Two of the firms came up with what Hoag’s calling an “institute model.”
Gone are the days of cardiology on floor 4, pulmonary on floor 5, GI on floor 6, and so on, Braithwaite said.
The new model is about synergy, not separation.
“We want to create a flow of clinicians and experts in one area,” he said. “This is not a general approach, but it’s about giving people what they want and deserve: expertise and quality.”

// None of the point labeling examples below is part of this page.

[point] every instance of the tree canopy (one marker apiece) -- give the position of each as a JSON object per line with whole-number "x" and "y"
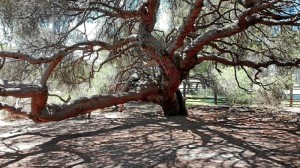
{"x": 160, "y": 41}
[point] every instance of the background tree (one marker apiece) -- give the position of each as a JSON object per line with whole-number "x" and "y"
{"x": 70, "y": 41}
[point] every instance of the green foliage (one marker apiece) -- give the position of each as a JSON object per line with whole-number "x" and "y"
{"x": 228, "y": 86}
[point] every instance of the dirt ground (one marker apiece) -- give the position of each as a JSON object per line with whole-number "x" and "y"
{"x": 142, "y": 137}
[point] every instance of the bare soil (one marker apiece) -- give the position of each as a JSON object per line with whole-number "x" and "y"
{"x": 142, "y": 137}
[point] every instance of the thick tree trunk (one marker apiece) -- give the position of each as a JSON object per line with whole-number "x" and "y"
{"x": 174, "y": 106}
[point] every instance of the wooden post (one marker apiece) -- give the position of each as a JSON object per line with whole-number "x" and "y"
{"x": 184, "y": 89}
{"x": 291, "y": 97}
{"x": 215, "y": 96}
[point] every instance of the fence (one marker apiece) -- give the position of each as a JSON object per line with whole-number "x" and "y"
{"x": 191, "y": 86}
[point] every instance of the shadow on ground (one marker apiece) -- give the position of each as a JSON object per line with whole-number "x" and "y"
{"x": 207, "y": 138}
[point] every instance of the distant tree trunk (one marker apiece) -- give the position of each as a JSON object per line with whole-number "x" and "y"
{"x": 175, "y": 105}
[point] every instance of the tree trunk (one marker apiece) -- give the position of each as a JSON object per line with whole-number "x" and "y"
{"x": 174, "y": 106}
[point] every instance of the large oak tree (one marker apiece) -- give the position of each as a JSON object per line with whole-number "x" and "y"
{"x": 72, "y": 40}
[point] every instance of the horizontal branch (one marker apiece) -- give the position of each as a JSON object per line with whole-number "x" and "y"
{"x": 88, "y": 104}
{"x": 30, "y": 59}
{"x": 246, "y": 63}
{"x": 18, "y": 90}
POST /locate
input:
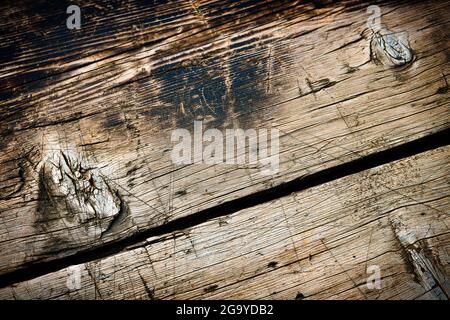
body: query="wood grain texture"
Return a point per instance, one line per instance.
(313, 244)
(100, 103)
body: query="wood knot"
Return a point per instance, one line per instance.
(390, 48)
(78, 194)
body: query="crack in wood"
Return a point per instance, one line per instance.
(424, 144)
(77, 193)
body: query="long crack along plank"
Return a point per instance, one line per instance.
(89, 114)
(319, 243)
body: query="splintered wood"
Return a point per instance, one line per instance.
(85, 156)
(320, 243)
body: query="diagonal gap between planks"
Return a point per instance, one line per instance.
(427, 143)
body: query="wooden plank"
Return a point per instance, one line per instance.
(304, 70)
(318, 243)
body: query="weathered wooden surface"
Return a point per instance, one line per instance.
(105, 99)
(314, 244)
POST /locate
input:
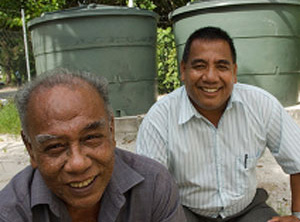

His idea is that the physical design of the buildings will, like a university, encourage innovation between physicians, endoscopists and others as they pass each other in the halls.
That’s where Chang comes in. With his 30 years of experience at UCI, Braithwaite believes Chang is the leader who can shepherd Hoag into a new era of cancer research and care.
One way Chang says he plans to tackle cancer is by putting Hoag at the forefront of using novel, less invasive technologies. Soon, someone with inflammatory bowel disease, for example, might be screened with an endoscopic ultrasound instead of a colonoscopy, he said.
“Our goal is to treat life-altering conditions with less and less invasive techniques,” Chang said. “We’re miniaturizing the whole approach to cancer.”
The traditional approach to treating cancer, especially at the dawn of oncology in the 20th century, was notoriously invasive — think rounds and rounds of chemotherapy and life-threatening organ removals.
Chang wants to “miniaturize” everything about the cancer paradigm — the consequences, the risks, the procedures, the incidence.
“When we talk about cancer, where do things go awry? It’s at the cell level,” he said. The smallest common denominator of life. “Right now, when it comes to treatment, we wait for a cell to multiply a gazillion times and then it becomes a cancer,” he said. “If you have bad plumbing, you don’t wait for your house to flood. You fix the leak.”
But, he and Braithwaite say Hoag’s vision is not just about innovation. It’s about people.
“One of my guiding statements in my career is innovation fueled by compassion,” Chang said.
“There’s innovation fueled by money, prestige and power,” he added. “None of that is sustainable for me. But when you have innovation for a patient in critical condition in front of you, you’ll not accept ‘no’ for an answer. You’ll search your heart and soul for a solution.”
He reflects back on his missionary work 40 years ago. “If we didn’t have what we needed,” he said, “we would make it.”